Centralizing private keys in a password manager will help managing this kind of credentials nightmare which lead to the usual "one key for all access". If we step back a bit, it will appear that is exactly the same concern that push us to use a password manager in the first place (ie. avoiding the "one password for all authentications")

@rockihack, as any other feature, if you don't feel this is secure enough for you to use it in your context, you should avoid using it. As always with security, every one have to do there own risk assessment. In my case (and probably for any person working in a place with proper identity and access management), it will be a more secure way to manage private keys.

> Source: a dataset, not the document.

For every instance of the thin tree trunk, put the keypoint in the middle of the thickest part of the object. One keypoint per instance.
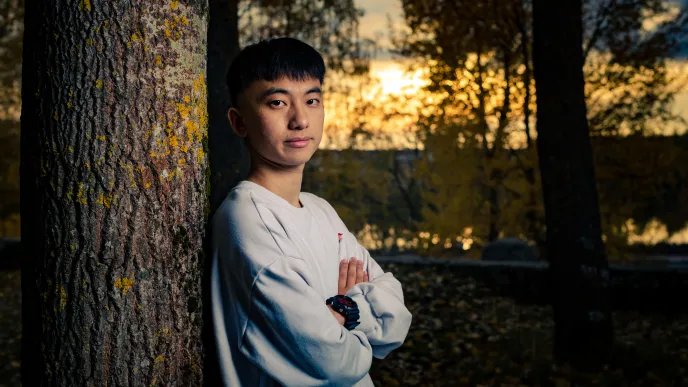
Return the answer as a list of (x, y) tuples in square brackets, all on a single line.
[(114, 198), (575, 249), (534, 224), (228, 157)]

You can already store SSH Key in KeePassXC: open the ~/.ssh/id_rsa file (or your SSH file) and copy all the content in a entry's custom attribute.

Here we are discussing adding an ssh-agent to provide those keys directly from KeePassXC.
IMHO it doesn't have much utility since you can save them and import them in your System's default agent.

Also, if your key starts with:

-----BEGIN RSA PRIVATE KEY-----
Proc-Type: 4,ENCRYPTED

or
-----BEGIN ENCRYPTED PRIVATE KEY-----
or
-----BEGIN OPENSSH PRIVATE KEY-----

Your key is already password protected and there isn't much need to transport it inside KeePassXC :wink:

@GuilloOme Yes, everyone have to do their own risk assessment.
But I disagree that someone should share private keys between multiple devices. Thats not the proper way. A private key should never leave it's origin where it was generated (besides taking backups).

I think the use case is more to sync your SSH keys across multiple machines and then use KeePassXC directly as an ssh-agent implementation rather than copying the keys from KeePassXC to your .ssh directory first. Whether you want that or not is debatable, but it's definitely a use case I can see.
Another one would be to simply have one place to unlock things and not 10 (KeePassXC, ssh-agent, gpg-agent, KWallet, ...), even if you don't sync your password file to other PCs.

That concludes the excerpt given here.